I had to think on this. His face was a bit orange from the makeup. He has a bald spot, bushy eyebrows. Not my type, really. "That man is made of testosterone and decency and strong verbs."

Bryan considered this. "He might be."

I don't know what Joe Biden is made of, exactly. (I suspect a doctor would disagree with my diagnosis.) But what I know is that he is well spoken and confident and had the decency not to correct Palin when she made amateur blunders (calling David McKiernan "General McClellan," for instance). But he still refused to take her bullshit.

When Biden unleashed his righteous anger on Dick Cheney -- "Vice President Cheney has been the most dangerous vice president in American history" -- you could practically hear the stadium roar. And if you were watching that graph on the bottom of the CNN screen unfold its little narrative, you saw a spike in both genders' reactions. (Bryan took a picture of the screen at that moment, which is displayed above.)

I have complained on this blog about the frustration I feel when people talk about how Palin is hot. And so as I explain how I feel about Biden -- swoony, sweaty, Joe Fucking Biden! -- I have to check myself. To what extent is this a base physical response, a girlie crush indicative of nothing substantive and perhaps even somewhat embarrassing? Maybe. Possibly. Probably. At least a little bit.

But to what extent is it the euphoria of watching a man with real command of facts, details and history? The gratification of agreeing with the person at the microphone when you feel as though you have been robbed of a voice?
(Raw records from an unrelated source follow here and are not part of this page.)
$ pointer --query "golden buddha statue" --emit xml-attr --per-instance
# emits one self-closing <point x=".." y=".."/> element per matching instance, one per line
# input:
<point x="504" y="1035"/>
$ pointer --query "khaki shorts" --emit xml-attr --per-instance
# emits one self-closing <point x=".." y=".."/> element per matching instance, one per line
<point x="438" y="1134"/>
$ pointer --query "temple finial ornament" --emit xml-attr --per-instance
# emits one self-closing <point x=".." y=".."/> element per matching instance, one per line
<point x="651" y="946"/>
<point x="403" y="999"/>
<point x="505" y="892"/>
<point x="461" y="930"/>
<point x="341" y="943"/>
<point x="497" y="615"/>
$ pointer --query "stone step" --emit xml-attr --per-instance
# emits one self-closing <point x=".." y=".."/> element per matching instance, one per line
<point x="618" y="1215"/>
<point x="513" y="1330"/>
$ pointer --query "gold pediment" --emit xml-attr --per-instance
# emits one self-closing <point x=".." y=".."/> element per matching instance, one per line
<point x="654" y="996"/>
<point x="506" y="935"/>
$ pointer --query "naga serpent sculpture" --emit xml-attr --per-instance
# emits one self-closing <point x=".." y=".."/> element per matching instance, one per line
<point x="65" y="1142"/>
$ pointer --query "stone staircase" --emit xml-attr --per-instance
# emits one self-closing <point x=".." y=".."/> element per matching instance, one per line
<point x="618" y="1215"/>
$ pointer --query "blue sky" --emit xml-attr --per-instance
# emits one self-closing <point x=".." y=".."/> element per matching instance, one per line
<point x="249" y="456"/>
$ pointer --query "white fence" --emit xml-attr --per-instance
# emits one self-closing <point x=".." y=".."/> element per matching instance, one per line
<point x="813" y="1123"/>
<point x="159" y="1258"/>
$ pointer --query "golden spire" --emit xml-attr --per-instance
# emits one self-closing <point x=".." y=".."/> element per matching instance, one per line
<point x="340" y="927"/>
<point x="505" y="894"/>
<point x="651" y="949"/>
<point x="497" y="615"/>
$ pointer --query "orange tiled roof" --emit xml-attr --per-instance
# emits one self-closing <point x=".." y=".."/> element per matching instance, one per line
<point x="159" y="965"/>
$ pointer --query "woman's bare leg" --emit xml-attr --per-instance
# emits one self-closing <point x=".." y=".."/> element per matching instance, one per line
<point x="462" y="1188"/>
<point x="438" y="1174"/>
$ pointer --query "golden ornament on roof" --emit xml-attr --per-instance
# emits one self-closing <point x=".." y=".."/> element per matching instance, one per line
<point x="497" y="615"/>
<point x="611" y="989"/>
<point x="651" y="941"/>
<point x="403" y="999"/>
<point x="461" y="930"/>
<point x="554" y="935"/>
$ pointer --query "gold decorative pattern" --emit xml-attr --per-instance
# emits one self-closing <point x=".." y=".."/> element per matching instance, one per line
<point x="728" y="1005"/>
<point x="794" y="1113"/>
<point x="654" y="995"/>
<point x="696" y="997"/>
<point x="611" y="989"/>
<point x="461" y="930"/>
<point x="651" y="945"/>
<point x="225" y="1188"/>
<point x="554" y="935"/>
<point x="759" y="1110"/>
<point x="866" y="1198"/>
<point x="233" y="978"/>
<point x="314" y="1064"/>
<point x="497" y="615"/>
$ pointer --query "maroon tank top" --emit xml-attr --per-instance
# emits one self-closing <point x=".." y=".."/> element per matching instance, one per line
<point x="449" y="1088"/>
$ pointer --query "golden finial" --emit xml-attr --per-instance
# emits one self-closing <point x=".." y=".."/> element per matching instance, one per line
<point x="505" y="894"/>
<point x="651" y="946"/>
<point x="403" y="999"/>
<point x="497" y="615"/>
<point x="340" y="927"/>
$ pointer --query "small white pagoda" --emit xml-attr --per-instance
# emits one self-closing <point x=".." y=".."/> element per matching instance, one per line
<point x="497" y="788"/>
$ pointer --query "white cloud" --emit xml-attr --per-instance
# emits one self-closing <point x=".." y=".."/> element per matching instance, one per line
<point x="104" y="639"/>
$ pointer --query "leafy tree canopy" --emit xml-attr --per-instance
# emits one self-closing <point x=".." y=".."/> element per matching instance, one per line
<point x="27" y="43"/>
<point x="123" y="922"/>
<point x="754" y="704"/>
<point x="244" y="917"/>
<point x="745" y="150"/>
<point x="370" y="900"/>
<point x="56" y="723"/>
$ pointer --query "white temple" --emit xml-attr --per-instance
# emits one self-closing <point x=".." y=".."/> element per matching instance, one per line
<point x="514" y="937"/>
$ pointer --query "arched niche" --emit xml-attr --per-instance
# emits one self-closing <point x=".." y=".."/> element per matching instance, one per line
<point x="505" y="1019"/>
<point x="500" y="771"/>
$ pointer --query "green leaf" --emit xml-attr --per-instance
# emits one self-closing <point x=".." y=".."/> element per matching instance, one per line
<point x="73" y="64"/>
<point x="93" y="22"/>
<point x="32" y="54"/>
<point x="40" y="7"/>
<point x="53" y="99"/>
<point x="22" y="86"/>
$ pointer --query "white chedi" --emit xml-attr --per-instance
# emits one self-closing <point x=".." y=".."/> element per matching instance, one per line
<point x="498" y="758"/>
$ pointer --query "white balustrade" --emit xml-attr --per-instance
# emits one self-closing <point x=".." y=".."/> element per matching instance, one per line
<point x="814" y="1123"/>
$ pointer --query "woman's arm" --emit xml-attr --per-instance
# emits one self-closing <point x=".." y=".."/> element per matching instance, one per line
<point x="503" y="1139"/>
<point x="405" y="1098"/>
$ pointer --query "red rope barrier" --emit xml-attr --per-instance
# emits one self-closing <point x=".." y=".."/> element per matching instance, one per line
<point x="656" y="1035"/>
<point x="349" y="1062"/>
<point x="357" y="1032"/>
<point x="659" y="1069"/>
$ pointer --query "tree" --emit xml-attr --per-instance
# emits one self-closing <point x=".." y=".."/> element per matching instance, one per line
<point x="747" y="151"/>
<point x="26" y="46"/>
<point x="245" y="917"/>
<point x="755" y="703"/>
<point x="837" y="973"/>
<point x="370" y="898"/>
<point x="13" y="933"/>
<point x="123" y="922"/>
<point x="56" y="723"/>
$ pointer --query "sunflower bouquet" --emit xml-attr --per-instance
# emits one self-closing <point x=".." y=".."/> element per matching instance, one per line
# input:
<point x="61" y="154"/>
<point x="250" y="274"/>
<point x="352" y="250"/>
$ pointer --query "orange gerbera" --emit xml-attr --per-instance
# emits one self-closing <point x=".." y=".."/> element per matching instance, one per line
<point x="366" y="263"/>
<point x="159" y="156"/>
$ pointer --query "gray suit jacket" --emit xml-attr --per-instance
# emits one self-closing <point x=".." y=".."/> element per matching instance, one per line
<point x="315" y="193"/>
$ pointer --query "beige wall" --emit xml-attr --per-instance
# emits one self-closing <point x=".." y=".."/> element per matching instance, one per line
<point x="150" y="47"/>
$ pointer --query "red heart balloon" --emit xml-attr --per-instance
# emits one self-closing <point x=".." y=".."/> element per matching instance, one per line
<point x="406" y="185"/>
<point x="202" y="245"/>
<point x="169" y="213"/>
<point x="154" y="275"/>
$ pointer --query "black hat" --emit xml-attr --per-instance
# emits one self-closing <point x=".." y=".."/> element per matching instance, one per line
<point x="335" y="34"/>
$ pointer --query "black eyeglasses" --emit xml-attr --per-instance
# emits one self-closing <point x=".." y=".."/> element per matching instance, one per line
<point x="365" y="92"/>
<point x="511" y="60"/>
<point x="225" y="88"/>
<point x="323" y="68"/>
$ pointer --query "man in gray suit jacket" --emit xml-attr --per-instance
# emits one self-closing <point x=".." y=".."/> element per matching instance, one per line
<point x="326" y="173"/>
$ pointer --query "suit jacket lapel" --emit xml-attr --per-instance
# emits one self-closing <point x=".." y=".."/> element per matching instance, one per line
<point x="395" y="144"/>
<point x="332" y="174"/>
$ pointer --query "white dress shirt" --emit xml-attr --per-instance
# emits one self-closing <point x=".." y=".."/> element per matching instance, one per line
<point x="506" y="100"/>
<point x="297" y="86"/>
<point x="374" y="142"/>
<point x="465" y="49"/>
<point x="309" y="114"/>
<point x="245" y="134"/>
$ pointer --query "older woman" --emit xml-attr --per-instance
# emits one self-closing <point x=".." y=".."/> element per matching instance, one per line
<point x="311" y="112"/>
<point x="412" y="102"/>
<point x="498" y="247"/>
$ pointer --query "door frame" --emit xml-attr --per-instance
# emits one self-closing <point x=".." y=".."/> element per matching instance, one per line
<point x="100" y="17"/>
The satisfaction of watching Biden knock Palin down -- not like an animal, but like a gentleman and a scholar? To what extent is it my throbbing boner (pardon the expression) for gentlemen and scholars? As one of my friends said this morning, he played the romantic hero. And I know it might sound weird, but as I watched him last night one word kept popping into my head, and that word was: virile.

A female friend of mine listened to the debate on the radio. I asked her if she shared my impressions. She did not.

"I find Biden really bombastic," she said.

This is a very smart woman, whose opinions I often solicit. I started to wonder: Maybe I'm alone in this? Then I heard from another female friend who watched the debate on TV. "I think I'm falling in love with Joe Biden," she told me.

Ah-ha. I sense an "I've got a crush on Joe Biden" video coming on. YouTube entrepreneurs, you're next.

Sarah Hepola

Sarah Hepola is the author of the New York Times bestselling memoir, "Blackout: Remembering the Things I Drank to Forget."